Am anderen Morgen waren die Wiesen noch naß, aber das Wetter war herrlich. Um 3 Uhr stand Amiele an einer Brücke, dreißig Schritte abseits der Heeresstraße.

Fedor ahnte nicht, daß die Entführung bereits an diesem Tage stattfinden sollte.

Amiele sagte zu ihm:

»Ich war so traurig, so gerührt, als ich das Haus und die armen alten langweiligen Leute verließ, daß ich nicht wieder zurück mag.«

Der junge Mann war schon nicht mehr der vom Tage zuvor. Er war überrascht und verwirrt. Erst als ihm Amiele darlegte, daß sie sich mit ihrem Passe und einen Mietswagen nach B*** begeben und daselbst ein oder zwei Tage auf ihn warten werde, bekam er seine Geisteskräfte wieder, und Amiele sah, wie er sich freute.

Sie fragte ihn, ob die Westen aus Paris angekommen seien. Er hatte ihr nämlich tags zuvor lang und breit von einer Auswahlsendung köstlicher Westen erzählt, die ihm sein Schneider angekündigt hatte. Eine besonders, grau auf grau gestreift, solle entzückend sein; ebenso eine Jagdweste der allerneuesten Mode.

Wie er ihr so ausführlich von der grau auf grau gestreiften Weste vorschwärmte, hatte sich Amiele gesagt:

›Offenbar hat er es gern, wenn ich ihm allerlei Einzelheiten aus meinem häuslichen Leben erzähle, denn er erzählt mir ja auch alles, was ihn berührt.‹

Diese kluge Einsicht gebot ihrer Geringschätzung halt.

»Wie gesagt,« begann sie von neuem, »ich reise bis B*** allein, und Sie kommen dahin nach, sobald die Angelegenheit mit den neumodischen Westen Sie nicht mehr im Schlosse zurückhält.«

»Wie grausam Sie sind! Sie mißbrauchen den Geist, den Ihnen der Himmel geschenkt hat. Sie wissen doch, daß Sie meine erste Liebe sind!«

Er sprach voller Grazie, und an netten, feinen, gewinnenden Einfällen fehlte es ihm nie. Amiele ließ ihm in dieser Hinsicht Gerechtigkeit widerfahren. Aber der Gedanke an die grau auf grau gestreifte Weste verdarb ihr die Stimmung.

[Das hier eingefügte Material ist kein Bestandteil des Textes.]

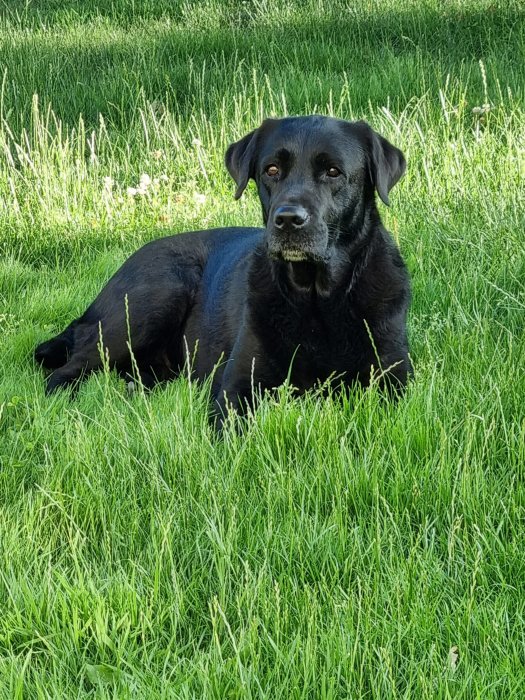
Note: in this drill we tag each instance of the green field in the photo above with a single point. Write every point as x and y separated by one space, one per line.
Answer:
332 547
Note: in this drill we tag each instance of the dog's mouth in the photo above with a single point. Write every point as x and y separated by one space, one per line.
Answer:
294 255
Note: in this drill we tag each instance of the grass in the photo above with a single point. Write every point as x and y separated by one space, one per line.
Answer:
331 547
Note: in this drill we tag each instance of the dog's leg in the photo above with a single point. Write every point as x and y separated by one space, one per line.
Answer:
244 373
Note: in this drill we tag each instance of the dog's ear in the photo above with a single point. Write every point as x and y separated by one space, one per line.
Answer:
239 160
241 156
386 163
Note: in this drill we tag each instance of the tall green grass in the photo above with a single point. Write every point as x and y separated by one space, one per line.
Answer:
327 547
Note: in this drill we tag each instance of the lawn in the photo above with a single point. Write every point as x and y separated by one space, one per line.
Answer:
327 547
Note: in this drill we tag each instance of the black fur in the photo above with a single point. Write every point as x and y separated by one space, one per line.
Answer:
321 291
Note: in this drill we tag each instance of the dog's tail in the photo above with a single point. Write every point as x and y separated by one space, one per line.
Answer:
55 352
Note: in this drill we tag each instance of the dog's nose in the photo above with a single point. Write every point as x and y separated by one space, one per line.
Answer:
289 216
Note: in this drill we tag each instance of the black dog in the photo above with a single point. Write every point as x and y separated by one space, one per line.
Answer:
321 291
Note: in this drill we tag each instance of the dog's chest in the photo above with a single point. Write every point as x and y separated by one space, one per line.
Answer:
315 340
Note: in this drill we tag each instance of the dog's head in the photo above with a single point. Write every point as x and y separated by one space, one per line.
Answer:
316 178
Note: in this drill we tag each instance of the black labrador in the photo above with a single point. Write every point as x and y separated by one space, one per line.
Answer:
320 292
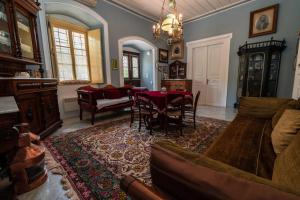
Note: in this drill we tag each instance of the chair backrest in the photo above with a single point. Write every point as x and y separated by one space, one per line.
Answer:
143 102
196 101
175 102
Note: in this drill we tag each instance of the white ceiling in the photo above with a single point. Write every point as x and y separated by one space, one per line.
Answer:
191 9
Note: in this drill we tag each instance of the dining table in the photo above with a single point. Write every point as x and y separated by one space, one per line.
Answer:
158 98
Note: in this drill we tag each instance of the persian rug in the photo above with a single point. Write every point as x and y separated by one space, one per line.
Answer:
96 158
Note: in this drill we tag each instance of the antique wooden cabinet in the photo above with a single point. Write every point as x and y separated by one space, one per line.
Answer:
259 68
18 36
37 102
177 84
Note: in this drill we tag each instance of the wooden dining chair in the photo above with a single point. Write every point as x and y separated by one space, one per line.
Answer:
146 111
191 109
174 111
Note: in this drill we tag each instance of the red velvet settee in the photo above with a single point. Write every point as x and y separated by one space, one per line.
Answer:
99 100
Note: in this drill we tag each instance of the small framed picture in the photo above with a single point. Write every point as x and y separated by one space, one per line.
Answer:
263 21
163 56
177 51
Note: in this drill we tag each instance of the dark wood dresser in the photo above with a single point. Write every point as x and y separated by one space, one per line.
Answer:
177 84
37 102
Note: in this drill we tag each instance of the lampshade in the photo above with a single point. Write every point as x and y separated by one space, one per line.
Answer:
169 23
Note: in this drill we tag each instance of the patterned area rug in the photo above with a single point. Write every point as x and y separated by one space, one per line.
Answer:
96 158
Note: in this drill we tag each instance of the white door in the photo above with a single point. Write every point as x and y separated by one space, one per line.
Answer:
208 62
296 90
199 72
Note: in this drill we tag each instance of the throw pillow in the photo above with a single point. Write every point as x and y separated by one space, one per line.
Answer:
286 171
112 94
285 130
294 104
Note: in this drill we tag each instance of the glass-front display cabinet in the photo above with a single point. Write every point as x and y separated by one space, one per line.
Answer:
5 31
259 68
18 34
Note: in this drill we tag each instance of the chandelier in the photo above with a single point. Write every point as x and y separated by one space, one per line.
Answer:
169 25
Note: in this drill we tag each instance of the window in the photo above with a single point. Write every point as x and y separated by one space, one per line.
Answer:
76 53
131 65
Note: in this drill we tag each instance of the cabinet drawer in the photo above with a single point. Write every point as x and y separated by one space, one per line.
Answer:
50 109
29 106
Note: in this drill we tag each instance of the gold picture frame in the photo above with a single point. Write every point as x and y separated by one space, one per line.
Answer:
177 51
263 21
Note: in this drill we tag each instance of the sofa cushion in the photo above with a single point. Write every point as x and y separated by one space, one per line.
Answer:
189 179
260 107
102 103
113 93
293 104
246 144
287 166
285 130
96 92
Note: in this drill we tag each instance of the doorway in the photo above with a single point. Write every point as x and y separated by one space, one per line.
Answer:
132 68
147 62
208 64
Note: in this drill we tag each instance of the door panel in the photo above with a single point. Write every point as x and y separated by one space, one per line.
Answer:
214 75
209 62
199 72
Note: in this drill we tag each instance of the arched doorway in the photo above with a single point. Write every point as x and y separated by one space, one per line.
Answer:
144 45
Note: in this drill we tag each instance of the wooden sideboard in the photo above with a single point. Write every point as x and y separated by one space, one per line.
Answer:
177 84
37 102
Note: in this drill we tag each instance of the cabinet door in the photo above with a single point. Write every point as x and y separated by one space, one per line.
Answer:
5 36
25 27
50 109
29 106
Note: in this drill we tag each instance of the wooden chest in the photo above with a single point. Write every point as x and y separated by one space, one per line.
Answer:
37 102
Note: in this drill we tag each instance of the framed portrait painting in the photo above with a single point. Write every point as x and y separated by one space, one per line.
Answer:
263 21
163 56
177 51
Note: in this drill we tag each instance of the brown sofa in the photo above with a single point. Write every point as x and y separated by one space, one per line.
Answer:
99 100
238 165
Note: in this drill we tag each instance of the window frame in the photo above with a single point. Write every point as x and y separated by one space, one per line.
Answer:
130 71
70 27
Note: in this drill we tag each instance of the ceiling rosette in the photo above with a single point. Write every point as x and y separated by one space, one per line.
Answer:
91 3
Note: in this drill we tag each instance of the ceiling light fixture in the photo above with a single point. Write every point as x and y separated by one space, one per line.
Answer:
169 26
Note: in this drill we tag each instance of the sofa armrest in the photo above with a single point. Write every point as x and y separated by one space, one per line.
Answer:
139 191
261 107
86 97
189 175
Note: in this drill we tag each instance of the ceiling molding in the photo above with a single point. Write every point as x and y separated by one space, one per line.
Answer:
225 8
131 10
186 21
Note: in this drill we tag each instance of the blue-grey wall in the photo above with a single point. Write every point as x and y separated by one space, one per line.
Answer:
236 21
122 24
147 69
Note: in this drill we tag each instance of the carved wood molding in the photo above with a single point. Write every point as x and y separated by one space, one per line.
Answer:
91 3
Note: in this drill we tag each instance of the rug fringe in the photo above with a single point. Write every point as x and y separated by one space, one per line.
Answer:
56 169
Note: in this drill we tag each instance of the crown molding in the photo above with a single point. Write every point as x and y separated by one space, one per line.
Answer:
225 8
131 10
196 18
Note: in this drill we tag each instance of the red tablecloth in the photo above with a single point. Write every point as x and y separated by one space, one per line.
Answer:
159 98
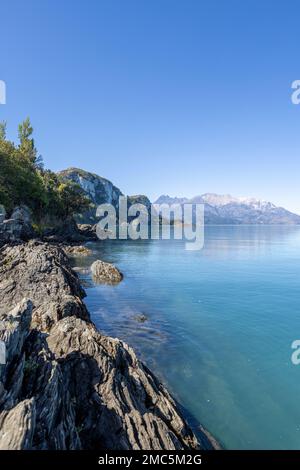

»Es ist schon aus Vorsicht besser, wenn ich allein reise,« sagte sie, »denn im Falle, daß sich meine armen Pflegeeltern an unseren Nachbar, den Gendarmen Bonel, wenden, können Sie keinesfalls wegen Entführung vor Gericht kommen. Übrigens könnte ich tatsächlich beschwören, daß Sie sehr wenig der Entführer sind! Also aus Vorsicht werden Sie morgen an unserem Hause vorbeifahren. Und auch sonst lassen Sie sich im Dorfe sehen!«

Zunächst machten Amiele und Fedor einen Spaziergang im Walde. Überall standen große, drei bis vier Zoll tiefe Wasserlachen, die zu fortwährenden Umwegen nötigten. Amiele, in Gedanken bei ihren Pflegeeltern, war trübsinnig und nachdenklich. Nachdem sie reichlich lange geschwiegen hatte, sagte sie zum Herzog in festestem Tone:

»Hätten Sie den Mut, mich auf Ihr Pferd zu nehmen und mich in die Nähe von Bayeux, ans andere Ende des Waldes, zu bringen? Dort nehme ich mir einen Wagen. Wenn man mich verfolgen sollte, wird niemand an die Möglichkeit denken, daß ich den Weg durch den jetzt so versumpften Wald genommen haben könne.«

Fedor stand, zu Boden blickend, da und hörte gar nicht, was sie noch sagte. Die grausame Frage: »Hätten Sie den Mut?« hatte in ihm den französischen Ritter erweckt.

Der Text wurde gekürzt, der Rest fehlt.